POSIX defines two regular-expression dialects — Basic (BRE) and Extended (ERE) — and the difference between them trips up almost everyone who moves between grep, sed and awk. The same pattern can mean completely different things depending on which flavor a tool uses by default. This reference puts the two dialects side by side, lists the standard bracket character classes, and tells you which tool speaks which dialect.
How it works
In a Basic Regular Expression the special characters that do grouping,
alternation and counting are written with a leading backslash: grouping is
\( \), alternation is \|, and a bound is \{m,n\}. Without the backslash
those characters are literal. In an Extended Regular Expression the same
constructs are written bare — ( ), |, {m,n} — and a backslash makes them
literal instead. The anchors ^ and $, the dot ., the star *, and bracket
expressions [...] behave the same in both dialects.
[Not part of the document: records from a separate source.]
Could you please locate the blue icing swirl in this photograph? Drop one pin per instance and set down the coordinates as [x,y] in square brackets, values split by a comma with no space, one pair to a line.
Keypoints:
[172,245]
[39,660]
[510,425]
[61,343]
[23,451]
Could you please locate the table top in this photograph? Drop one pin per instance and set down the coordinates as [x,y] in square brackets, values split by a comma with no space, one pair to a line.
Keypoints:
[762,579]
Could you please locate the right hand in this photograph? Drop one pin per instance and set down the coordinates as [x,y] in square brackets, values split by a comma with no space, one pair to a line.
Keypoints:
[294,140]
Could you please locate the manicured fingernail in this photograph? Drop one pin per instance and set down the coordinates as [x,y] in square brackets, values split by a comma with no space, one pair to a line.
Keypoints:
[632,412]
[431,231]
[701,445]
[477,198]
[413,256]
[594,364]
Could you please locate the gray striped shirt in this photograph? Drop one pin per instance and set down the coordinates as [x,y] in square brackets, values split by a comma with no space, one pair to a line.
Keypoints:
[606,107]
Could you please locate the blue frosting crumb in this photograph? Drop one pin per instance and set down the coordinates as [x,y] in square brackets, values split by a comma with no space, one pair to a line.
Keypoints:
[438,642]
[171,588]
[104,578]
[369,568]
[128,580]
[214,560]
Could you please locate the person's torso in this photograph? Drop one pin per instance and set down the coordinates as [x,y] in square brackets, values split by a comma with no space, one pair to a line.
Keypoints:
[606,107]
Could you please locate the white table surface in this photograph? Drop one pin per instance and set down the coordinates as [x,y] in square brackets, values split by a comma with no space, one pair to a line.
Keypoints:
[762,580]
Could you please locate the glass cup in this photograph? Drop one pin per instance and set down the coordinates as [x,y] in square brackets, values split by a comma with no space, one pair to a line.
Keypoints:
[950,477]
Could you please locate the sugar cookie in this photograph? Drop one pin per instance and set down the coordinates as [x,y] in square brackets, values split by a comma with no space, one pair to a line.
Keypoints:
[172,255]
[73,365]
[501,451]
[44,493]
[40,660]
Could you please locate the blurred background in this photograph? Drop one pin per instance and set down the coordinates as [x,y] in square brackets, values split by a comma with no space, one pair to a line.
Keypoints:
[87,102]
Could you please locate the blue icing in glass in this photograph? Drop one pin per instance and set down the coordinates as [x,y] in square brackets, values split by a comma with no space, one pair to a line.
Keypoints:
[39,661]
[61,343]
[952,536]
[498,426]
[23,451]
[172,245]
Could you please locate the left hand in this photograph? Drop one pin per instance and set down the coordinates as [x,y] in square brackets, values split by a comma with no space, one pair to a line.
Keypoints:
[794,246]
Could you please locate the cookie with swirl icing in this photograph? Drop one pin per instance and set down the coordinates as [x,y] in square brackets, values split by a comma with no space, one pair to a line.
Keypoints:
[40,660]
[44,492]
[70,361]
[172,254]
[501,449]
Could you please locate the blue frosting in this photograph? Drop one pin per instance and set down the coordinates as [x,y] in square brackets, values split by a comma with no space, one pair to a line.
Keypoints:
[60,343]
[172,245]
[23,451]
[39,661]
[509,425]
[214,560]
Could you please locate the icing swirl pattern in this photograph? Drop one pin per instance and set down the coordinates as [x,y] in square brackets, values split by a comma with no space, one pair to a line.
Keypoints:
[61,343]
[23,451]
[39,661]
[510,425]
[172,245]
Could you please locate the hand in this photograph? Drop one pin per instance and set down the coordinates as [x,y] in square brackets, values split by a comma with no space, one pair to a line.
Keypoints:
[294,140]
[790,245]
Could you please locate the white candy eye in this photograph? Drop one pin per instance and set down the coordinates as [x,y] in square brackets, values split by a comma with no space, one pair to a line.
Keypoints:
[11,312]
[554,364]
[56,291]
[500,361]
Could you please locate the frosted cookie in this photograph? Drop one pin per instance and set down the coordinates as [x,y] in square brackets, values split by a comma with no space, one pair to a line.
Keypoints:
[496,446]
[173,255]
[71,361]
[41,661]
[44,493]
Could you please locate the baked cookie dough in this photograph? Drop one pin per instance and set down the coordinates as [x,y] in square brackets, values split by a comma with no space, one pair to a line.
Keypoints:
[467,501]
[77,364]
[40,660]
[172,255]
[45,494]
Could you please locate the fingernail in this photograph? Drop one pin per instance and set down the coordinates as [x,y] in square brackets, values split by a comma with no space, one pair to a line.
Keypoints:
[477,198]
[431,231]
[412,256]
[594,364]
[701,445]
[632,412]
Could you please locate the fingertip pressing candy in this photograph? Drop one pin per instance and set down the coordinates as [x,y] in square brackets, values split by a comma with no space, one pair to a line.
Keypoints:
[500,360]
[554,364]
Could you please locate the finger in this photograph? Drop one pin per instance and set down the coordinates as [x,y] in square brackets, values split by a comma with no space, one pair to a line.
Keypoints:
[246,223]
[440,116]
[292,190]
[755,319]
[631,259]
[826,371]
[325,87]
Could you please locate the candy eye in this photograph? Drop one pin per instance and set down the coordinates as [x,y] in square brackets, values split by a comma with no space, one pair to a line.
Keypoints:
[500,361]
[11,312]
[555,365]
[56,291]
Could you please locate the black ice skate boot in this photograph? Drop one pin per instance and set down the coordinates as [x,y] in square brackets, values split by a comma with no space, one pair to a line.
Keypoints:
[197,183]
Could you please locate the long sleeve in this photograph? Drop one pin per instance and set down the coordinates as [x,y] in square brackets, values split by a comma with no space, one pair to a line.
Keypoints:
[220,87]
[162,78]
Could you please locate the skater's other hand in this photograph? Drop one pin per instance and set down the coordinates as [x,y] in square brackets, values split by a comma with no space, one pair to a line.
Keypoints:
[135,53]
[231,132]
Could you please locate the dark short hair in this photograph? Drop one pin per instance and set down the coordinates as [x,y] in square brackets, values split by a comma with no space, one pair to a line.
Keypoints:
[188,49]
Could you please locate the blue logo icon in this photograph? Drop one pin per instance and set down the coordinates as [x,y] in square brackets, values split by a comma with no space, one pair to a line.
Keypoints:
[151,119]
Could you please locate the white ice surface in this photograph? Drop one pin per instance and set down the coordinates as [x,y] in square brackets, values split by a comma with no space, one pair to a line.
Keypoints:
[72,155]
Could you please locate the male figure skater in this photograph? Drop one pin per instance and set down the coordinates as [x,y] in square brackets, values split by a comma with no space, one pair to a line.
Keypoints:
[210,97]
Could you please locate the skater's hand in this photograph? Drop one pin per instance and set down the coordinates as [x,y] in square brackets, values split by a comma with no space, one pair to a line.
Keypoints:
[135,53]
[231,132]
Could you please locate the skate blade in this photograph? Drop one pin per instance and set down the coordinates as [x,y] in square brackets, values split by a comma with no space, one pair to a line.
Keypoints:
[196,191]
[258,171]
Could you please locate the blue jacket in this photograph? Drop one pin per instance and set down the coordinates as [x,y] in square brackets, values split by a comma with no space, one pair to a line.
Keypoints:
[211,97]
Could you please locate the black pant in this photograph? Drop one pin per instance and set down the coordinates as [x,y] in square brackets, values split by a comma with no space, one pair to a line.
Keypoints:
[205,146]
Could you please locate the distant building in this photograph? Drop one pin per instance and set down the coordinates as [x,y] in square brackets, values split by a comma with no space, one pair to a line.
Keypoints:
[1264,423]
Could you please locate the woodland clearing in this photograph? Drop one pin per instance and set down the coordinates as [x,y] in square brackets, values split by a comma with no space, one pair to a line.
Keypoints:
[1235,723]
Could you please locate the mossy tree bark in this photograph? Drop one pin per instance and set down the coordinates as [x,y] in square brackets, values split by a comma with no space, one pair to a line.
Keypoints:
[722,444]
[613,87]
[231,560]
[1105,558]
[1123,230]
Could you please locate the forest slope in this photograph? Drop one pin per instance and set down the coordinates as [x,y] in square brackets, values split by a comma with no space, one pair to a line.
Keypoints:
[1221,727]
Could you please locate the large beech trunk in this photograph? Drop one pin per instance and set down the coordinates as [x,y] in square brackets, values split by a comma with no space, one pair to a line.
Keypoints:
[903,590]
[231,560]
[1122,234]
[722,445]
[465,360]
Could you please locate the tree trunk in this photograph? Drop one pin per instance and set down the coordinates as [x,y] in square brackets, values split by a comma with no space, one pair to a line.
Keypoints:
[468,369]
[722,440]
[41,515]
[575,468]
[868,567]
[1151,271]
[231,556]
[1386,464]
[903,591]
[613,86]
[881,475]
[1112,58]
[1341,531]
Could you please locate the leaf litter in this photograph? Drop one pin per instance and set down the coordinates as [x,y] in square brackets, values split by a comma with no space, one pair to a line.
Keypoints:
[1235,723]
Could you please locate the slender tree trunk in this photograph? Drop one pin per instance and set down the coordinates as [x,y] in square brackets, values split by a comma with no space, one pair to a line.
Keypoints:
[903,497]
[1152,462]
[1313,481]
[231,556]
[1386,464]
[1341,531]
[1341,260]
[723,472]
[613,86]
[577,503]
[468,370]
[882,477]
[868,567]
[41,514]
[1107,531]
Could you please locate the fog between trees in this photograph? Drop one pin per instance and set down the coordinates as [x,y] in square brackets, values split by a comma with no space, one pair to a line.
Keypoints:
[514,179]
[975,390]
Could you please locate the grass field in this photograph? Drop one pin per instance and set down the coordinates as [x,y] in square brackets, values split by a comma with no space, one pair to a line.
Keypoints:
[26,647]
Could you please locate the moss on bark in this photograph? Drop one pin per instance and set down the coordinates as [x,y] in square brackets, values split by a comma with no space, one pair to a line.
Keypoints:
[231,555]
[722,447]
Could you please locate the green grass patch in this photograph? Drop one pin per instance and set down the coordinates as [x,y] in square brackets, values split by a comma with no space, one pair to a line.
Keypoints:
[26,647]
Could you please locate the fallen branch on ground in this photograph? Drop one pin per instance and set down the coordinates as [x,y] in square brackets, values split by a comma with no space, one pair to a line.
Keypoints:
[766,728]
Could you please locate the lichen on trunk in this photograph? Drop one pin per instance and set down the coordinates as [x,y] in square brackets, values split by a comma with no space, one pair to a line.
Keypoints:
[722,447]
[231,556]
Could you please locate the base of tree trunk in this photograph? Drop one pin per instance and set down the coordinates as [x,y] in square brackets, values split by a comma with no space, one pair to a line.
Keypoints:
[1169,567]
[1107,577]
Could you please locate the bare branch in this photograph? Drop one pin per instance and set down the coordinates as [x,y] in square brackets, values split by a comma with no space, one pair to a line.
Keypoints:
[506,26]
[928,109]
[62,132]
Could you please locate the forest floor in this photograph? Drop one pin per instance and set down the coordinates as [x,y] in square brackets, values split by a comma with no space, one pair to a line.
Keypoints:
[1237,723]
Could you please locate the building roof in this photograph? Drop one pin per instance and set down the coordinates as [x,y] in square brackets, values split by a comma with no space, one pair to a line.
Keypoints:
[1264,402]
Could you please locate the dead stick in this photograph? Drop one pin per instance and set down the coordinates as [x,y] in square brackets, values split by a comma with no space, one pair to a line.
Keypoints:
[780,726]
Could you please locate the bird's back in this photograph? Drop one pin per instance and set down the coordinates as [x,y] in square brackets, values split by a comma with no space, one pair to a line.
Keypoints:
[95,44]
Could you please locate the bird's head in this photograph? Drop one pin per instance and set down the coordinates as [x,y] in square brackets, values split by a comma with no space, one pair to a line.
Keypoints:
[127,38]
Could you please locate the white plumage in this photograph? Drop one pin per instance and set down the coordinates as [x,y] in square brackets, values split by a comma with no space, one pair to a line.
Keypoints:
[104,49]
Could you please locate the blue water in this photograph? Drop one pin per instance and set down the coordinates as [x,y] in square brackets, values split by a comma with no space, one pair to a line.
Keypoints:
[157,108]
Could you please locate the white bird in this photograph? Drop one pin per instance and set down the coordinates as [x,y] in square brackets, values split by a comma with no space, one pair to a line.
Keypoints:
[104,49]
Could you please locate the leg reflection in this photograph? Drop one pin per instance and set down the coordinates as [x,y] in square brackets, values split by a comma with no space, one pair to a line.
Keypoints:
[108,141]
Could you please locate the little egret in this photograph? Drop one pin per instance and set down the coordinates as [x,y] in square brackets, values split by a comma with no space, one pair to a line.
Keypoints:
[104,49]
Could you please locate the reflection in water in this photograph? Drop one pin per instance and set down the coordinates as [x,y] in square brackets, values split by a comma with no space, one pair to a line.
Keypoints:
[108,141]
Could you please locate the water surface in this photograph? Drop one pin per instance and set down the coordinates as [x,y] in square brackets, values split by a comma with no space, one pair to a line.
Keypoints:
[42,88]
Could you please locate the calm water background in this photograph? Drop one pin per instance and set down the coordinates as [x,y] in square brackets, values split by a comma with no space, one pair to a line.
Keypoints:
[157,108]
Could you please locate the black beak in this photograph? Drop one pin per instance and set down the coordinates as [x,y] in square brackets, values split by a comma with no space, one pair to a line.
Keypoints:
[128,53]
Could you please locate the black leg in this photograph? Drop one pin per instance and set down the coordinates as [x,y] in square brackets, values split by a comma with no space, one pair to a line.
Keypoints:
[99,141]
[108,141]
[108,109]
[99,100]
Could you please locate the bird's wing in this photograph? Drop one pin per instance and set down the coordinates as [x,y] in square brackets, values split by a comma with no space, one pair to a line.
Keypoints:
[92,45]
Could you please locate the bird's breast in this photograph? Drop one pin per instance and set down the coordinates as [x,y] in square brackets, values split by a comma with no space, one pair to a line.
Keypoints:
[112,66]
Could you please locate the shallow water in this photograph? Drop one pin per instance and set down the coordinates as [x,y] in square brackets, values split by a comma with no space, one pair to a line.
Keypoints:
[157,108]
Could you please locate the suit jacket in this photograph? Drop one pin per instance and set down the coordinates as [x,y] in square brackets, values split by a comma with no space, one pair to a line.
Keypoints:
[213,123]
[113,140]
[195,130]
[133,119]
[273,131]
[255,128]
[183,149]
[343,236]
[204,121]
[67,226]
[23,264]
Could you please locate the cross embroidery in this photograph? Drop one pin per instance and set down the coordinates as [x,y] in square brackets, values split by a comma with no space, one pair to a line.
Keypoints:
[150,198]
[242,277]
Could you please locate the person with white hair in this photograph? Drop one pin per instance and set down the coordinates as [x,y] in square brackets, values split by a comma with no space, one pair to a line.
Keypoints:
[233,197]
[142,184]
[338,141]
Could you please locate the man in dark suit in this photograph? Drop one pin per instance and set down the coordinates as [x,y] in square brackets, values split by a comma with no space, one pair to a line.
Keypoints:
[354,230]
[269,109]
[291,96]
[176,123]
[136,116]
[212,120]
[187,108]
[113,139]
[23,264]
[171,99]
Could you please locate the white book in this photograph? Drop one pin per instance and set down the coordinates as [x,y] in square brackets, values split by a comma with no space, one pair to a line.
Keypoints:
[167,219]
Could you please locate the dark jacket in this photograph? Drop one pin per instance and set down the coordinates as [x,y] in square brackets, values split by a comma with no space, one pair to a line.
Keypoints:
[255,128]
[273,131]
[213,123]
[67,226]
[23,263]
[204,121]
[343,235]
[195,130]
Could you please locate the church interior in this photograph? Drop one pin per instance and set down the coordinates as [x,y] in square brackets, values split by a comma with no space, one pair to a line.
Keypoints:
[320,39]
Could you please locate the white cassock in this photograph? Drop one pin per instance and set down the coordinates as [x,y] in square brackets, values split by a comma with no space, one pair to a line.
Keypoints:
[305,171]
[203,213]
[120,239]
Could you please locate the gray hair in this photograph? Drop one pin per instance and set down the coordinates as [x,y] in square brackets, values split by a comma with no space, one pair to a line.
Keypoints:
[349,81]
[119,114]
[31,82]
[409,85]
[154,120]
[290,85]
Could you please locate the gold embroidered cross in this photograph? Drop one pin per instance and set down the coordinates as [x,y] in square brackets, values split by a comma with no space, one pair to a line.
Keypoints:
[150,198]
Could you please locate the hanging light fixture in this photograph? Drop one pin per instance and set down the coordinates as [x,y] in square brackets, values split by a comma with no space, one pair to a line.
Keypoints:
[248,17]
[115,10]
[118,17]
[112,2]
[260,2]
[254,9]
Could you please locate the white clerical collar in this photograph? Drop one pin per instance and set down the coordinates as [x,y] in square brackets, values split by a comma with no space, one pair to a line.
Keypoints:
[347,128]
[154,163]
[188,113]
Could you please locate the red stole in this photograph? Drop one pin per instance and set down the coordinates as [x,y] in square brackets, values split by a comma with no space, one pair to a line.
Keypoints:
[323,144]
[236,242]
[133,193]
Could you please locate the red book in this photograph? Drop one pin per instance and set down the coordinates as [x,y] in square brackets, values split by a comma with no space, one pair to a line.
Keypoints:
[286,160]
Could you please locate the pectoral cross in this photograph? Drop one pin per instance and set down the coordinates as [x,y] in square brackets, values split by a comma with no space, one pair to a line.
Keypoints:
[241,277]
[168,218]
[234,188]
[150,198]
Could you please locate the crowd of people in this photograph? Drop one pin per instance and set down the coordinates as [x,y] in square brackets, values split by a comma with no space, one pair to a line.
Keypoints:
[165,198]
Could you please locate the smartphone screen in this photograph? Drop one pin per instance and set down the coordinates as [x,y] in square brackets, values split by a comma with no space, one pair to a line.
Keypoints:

POSIX has no single-letter shorthand classes. Instead it provides named
bracket character classes like [:alpha:], [:digit:] and [:space:], which
must appear inside a bracket expression — so a digit is [[:digit:]]. This keeps
matching correct across locales and character sets where the ASCII ranges alone
would be wrong.
Tips and notes
Remember the tool defaults: grep and sed are BRE unless you pass -E, while
awk and egrep are ERE. GNU adds convenience extensions (such as \+ and \?
in BRE) that are not portable to other Unixes, so a script that must run anywhere
should stick to the strict POSIX forms shown in the table.